Tememos en gran manera, querido amigo, que no se halle bajo la protección del escudo de la fe al examinar el libro del que habla; pero oramos fervientemente para que su preciosa alma pueda salir victoriosa, con calma decisión, ante toda sugerencia oscura y escéptica que pueda estar atribulándole, y volver a su sagrado reposo en la eterna estabilidad de la revelación divina. ¡Ojalá que Dios se la conceda en su infinita gracia!

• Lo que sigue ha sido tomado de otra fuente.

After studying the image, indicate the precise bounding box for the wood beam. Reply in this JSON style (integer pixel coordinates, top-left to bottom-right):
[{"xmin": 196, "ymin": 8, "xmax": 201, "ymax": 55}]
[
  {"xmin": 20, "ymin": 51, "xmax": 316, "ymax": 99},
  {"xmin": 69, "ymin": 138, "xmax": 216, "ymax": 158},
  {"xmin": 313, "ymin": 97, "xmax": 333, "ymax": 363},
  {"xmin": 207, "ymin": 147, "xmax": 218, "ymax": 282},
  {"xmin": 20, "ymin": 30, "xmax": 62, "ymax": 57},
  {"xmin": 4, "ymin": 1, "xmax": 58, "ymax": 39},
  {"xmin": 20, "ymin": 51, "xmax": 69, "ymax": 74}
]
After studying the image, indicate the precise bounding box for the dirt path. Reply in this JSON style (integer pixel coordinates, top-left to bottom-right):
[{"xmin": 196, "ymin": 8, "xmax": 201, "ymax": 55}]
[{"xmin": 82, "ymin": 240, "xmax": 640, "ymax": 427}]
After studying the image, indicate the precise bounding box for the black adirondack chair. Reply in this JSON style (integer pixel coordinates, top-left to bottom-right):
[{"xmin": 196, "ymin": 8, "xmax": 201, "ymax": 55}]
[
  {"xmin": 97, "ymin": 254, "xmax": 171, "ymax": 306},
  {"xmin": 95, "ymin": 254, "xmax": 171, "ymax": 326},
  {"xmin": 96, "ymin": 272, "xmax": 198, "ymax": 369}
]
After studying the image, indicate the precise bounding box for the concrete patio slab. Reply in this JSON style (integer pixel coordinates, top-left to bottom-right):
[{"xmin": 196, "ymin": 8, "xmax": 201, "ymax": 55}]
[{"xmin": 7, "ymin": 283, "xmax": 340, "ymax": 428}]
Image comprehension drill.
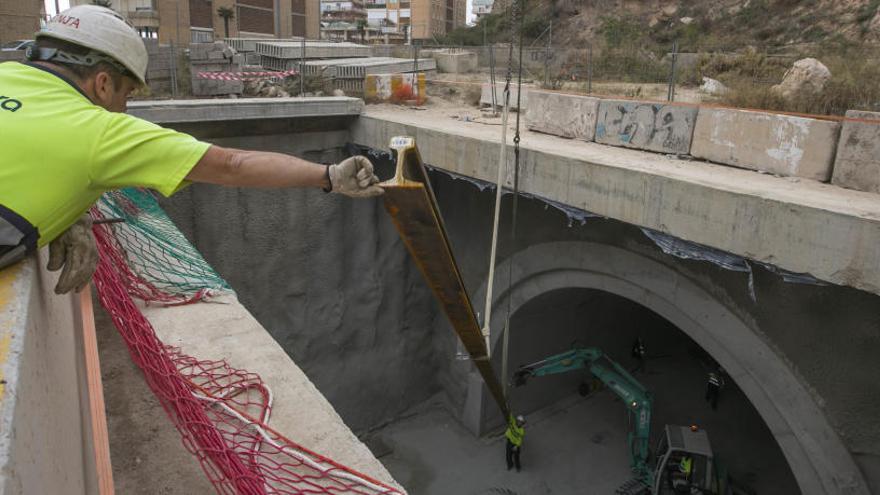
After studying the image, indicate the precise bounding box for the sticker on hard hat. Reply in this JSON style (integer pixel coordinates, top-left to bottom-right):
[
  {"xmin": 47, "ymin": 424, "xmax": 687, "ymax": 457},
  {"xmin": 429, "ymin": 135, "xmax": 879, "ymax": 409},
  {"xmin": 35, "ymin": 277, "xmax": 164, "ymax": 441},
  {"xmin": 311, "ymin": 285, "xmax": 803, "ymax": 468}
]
[
  {"xmin": 49, "ymin": 14, "xmax": 79, "ymax": 29},
  {"xmin": 0, "ymin": 95, "xmax": 21, "ymax": 112}
]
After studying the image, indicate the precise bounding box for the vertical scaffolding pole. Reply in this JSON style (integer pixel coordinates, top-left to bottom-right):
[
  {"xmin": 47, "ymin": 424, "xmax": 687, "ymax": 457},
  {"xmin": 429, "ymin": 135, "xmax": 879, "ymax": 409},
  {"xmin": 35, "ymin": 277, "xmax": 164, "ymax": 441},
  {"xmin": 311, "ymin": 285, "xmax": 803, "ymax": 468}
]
[{"xmin": 666, "ymin": 41, "xmax": 678, "ymax": 101}]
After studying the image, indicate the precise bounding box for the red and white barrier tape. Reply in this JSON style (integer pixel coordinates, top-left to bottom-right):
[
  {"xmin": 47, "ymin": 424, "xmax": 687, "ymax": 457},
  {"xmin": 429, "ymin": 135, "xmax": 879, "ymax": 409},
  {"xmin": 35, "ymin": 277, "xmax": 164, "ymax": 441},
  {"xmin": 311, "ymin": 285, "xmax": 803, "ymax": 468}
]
[{"xmin": 198, "ymin": 70, "xmax": 298, "ymax": 81}]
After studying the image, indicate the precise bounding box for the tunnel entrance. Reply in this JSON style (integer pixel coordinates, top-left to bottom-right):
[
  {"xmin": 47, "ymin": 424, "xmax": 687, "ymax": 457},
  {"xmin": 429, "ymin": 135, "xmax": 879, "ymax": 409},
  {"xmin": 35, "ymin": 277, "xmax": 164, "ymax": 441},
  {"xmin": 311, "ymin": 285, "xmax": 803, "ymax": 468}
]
[{"xmin": 494, "ymin": 288, "xmax": 799, "ymax": 494}]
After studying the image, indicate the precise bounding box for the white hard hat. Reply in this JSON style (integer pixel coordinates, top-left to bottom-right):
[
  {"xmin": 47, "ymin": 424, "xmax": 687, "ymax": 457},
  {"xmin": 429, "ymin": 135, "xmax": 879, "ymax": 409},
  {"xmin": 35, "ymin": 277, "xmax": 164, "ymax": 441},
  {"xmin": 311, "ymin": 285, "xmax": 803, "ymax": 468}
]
[{"xmin": 37, "ymin": 5, "xmax": 147, "ymax": 84}]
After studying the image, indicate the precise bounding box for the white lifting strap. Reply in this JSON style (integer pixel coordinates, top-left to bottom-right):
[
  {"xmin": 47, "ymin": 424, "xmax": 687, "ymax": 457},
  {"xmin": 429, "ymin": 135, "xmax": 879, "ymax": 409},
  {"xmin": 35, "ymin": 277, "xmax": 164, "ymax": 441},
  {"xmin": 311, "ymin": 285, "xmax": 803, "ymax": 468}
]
[{"xmin": 483, "ymin": 83, "xmax": 510, "ymax": 356}]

El inspirado Volumen lleva sus propias credenciales consigo. Habla por sí mismo. Llega hasta nosotros con un impresionante cúmulo de pruebas, tanto internas como externas. Los «Apócrifos», por el contrario, llevan sobre sí, a simple vista, su propia condenación. Contienen pasajes que usted no tiene más que leer para convencerse de que nunca fueron escritos por el Espíritu de Dios. Los rechazamos sobre la base de pruebas internas y externas.
La palabra que aparece en 1.ª Corintios 11:2 vertida como «instrucciones», puede traducirse también como «tradiciones». El apóstol no detalla cuáles eran; pero, gracias a Dios, sabemos que todas las ordenanzas, tradiciones o instrucciones que son esenciales para la Iglesia, hasta su arrebatamiento, se hallan claramente asentadas en las Escrituras del Nuevo Testamento. Esto es plenamente suficiente para nosotros. Los hombres no tienen ninguna autoridad para instituir ritos y ceremonias en la Iglesia de Dios; el hecho de que lo hagan sólo puede ser considerado, por todo corazón fiel a Cristo, como una atrevida usurpación de Su autoridad, acto que él habrá de juzgar seguramente en breve. Nos sentimos cada vez más empapados, querido amigo, del sentido de la urgente necesidad de probarlo todo por la Palabra de Dios y de rechazar todo lo que no sea capaz de resistir la prueba. Observar la manera en que la autoridad de Cristo, tal como está establecida en su preciosa Palabra, es virtualmente hecha a un lado por aquellos que profesan ser su pueblo y sus siervos, no sólo es algo profundamente penoso sino también tremendamente solemne. Parece como si a las personas jamás les viniera a la mente que son realmente responsables ante Dios de juzgar, a la luz de su Palabra, las diversas cosas en las que están ocupadas. Por eso es que siguen, semana a semana, año tras año, con un montón de cosas que no tienen ni sombra de fundamento en las santas Escrituras. ¡Qué aterrador es pensar en el fin de todo esto! Podemos estar seguros de que no será con un azote de pequeñas cuerdas que todas estas cosas serán arrojadas del templo. ¡Quiera Dios el Espíritu Santo, por su poderoso ministerio, inculcar en toda la Iglesia un más profundo sentido de la suprema autoridad y absoluta suficiencia de las santas Escrituras!
Todo lo que usted dice, amado hermano, es solemnemente cierto. ¡Ojalá que todo el querido pueblo del Señor sea guardado del espíritu del presente siglo! Necesitamos cultivar un espíritu verdaderamente humilde y contrito; un espíritu de obediencia; un espíritu que nos lleve a inclinarnos, con sumisión sin reservas, ante la autoridad de las santas Escrituras. “Escrito está” es una frase de tremendo poder, una frase proferida por nuestro bendito Maestro y Señor al comienzo de su carrera pública, a la cual aludía una y otra vez durante el transcurso de su maravilloso ministerio, y que repetía, con solemne énfasis, en los oídos de sus discípulos, cuando estaba por ascender a los cielos. ¡Quiera Dios que esta trascendente frase se grabe en la tabla de nuestro corazón! Si se nos pidiera que declarásemos cuál consideramos que es la gran necesidad vital de nuestro días, afirmaríamos, sin titubeos, que es la de darle a la Palabra de Dios su verdadero lugar como la base de nuestra paz individual y como la sola y absolutamente suficiente autoridad para nuestra senda individual. Unámonos, amado amigo, en ferviente oración a nuestro Dios a fin de que él nos dé la gracia para hacerlo, para alabanza de su santo Nombre.